# Attention Haze Growers



## thesingingdetective (Oct 28, 2006)

Has anyone grown haze's before?  I would like to hear some experiances...


----------



## Elephant Man (Nov 16, 2006)

Troublemaker Haze veggin right now. (Dr. Chronic)


----------



## Elephant Man (Nov 16, 2006)

Thanks [email protected]!  Alot of very useful information there that gave me some ideas for later .
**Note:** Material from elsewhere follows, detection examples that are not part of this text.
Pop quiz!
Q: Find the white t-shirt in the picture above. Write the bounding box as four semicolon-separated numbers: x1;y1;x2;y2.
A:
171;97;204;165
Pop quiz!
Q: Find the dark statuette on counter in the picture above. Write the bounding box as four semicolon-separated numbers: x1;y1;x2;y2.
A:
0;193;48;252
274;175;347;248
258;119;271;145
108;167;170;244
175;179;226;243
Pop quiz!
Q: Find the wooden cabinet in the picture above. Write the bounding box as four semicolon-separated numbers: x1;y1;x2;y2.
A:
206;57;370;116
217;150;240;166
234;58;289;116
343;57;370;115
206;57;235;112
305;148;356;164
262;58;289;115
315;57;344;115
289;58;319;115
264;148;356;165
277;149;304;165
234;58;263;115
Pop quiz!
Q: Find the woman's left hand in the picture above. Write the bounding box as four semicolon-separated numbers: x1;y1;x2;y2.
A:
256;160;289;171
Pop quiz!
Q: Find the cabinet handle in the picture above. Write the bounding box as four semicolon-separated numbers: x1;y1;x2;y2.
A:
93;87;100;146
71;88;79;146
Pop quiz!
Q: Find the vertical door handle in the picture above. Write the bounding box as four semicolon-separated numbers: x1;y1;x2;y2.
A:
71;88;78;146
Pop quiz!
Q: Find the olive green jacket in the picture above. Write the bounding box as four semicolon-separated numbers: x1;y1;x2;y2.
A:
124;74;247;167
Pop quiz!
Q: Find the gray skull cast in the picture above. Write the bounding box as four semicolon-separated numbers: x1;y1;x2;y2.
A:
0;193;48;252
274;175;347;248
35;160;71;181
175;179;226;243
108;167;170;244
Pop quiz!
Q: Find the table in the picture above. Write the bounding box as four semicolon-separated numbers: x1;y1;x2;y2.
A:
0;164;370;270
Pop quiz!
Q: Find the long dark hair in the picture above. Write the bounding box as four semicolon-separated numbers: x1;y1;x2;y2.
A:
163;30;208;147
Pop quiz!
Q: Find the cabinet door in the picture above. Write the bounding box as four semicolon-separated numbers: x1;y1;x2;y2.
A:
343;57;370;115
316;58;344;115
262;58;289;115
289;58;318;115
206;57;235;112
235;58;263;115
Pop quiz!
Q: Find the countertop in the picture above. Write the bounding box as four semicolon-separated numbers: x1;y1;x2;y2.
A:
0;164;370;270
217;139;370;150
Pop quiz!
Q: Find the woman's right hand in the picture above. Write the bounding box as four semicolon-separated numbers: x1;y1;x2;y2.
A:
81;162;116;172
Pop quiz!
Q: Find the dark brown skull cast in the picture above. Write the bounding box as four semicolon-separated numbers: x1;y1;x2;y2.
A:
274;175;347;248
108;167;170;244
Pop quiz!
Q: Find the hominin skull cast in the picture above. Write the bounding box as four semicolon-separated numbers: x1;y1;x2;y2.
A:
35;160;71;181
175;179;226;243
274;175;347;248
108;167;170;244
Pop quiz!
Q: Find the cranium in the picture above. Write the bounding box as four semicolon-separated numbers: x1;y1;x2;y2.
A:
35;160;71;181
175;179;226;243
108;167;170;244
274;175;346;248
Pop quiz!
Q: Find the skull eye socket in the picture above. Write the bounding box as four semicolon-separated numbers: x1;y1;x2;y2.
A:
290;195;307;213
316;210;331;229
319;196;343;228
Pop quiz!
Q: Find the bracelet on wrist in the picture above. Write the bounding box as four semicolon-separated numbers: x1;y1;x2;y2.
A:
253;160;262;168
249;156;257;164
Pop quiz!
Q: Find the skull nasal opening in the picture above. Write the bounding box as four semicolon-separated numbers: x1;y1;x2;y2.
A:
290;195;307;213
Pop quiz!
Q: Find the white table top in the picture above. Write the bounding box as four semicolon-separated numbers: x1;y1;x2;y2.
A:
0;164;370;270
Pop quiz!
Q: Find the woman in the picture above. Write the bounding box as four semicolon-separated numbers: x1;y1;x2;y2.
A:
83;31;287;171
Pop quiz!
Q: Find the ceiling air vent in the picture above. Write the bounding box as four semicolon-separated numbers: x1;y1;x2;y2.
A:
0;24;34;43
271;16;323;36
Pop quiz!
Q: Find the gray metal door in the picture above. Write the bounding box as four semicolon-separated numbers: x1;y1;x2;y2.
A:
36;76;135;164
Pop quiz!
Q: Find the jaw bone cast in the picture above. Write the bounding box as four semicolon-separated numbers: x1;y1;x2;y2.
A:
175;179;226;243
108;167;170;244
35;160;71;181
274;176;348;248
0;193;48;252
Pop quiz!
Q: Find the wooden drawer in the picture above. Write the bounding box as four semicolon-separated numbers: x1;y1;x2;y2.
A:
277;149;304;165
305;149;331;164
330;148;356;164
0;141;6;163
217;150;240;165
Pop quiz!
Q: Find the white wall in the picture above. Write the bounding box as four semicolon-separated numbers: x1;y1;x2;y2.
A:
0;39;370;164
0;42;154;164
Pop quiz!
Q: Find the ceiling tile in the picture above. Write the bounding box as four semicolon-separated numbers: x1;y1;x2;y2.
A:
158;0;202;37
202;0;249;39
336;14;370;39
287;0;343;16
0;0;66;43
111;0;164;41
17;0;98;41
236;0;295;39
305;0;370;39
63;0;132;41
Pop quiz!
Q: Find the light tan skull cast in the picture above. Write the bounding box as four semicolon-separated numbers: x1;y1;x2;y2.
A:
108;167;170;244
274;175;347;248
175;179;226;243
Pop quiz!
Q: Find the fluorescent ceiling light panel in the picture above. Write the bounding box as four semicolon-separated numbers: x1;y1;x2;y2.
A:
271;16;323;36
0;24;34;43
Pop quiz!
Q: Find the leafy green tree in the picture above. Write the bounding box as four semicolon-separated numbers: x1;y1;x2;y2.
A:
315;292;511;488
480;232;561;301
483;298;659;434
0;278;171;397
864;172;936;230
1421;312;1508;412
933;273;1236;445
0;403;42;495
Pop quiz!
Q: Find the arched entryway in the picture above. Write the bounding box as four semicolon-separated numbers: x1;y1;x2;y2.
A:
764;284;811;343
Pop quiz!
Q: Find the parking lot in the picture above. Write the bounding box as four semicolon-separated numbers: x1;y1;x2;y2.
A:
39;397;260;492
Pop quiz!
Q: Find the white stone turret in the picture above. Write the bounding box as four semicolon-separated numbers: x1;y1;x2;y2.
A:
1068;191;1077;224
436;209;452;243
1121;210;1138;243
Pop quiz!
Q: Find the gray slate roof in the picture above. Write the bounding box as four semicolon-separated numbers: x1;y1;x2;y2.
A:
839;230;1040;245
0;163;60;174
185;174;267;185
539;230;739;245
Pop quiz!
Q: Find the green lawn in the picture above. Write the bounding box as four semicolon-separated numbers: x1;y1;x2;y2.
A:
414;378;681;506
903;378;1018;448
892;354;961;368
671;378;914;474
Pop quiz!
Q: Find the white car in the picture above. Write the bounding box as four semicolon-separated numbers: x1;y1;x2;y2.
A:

On the other hand, I am an idiot .  The strain I mentioned is actually Troublemaker Kush, it was a freebie.  Too many spliffs last night .


----------



## skunk (Nov 23, 2006)

the,trouble makers to my understanding is hindu kush x master kush. from doc chronic. i maybe wrong though, you wanna check it again and make sure its not haze from doc chronics and the free seeds are troublemakers. because i havent heard of a seedbank called troublemaker. but then again ive been wrong before.


----------



## skunk (Nov 23, 2006)

ps ive also may had been misunderstanding elephantmans statement are you saying you are vegging troublemaker haze right now or some troublemakers and haze?


----------



## Elephant Man (Nov 23, 2006)

Well, this thread looks a little funny now after all those deleted posts.
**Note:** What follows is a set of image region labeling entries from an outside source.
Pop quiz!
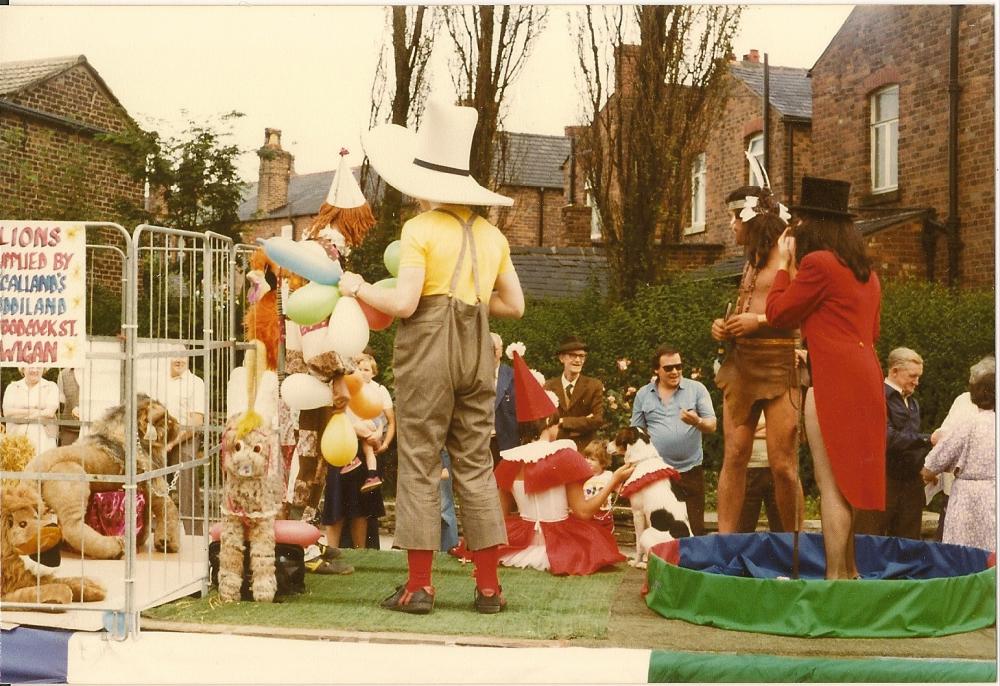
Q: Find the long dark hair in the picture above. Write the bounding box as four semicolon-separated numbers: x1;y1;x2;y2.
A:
794;212;872;283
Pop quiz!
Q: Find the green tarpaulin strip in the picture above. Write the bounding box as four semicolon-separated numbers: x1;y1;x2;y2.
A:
649;650;997;684
646;555;996;638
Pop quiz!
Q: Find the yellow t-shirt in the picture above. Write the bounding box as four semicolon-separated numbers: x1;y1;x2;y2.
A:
399;205;514;305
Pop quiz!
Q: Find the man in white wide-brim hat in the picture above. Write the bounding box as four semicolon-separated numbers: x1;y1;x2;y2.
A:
340;101;524;614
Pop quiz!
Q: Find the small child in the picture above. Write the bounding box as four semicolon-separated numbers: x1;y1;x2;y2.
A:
354;355;385;493
583;440;615;532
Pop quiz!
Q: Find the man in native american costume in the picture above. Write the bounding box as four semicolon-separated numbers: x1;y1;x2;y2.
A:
712;155;803;533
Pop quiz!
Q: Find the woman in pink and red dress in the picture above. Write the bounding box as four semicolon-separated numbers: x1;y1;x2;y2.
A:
495;357;633;575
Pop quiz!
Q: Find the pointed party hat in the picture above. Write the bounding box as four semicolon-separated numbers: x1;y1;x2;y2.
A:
309;148;375;247
513;352;556;422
Might as well delete the whole thing,  I messed up, and offspring, you are right, it is the doc's T Kush.  One too mant tokes that night.


----------



## skunk (Nov 23, 2006)

hey i didnt think nothin of it i couldve been wrong myself .


----------



## MJ20 (Nov 23, 2006)

Haze is the gold of the sativa strain right?


----------



## KID (Dec 31, 2006)

Ive gown Super Haze.It takes abot 14 weeks of flowering.Really not as hard to grow as I was led to believe.Give them lots of root space to grow and youre OK.Oh and the High is superb(not a stone):farm:


----------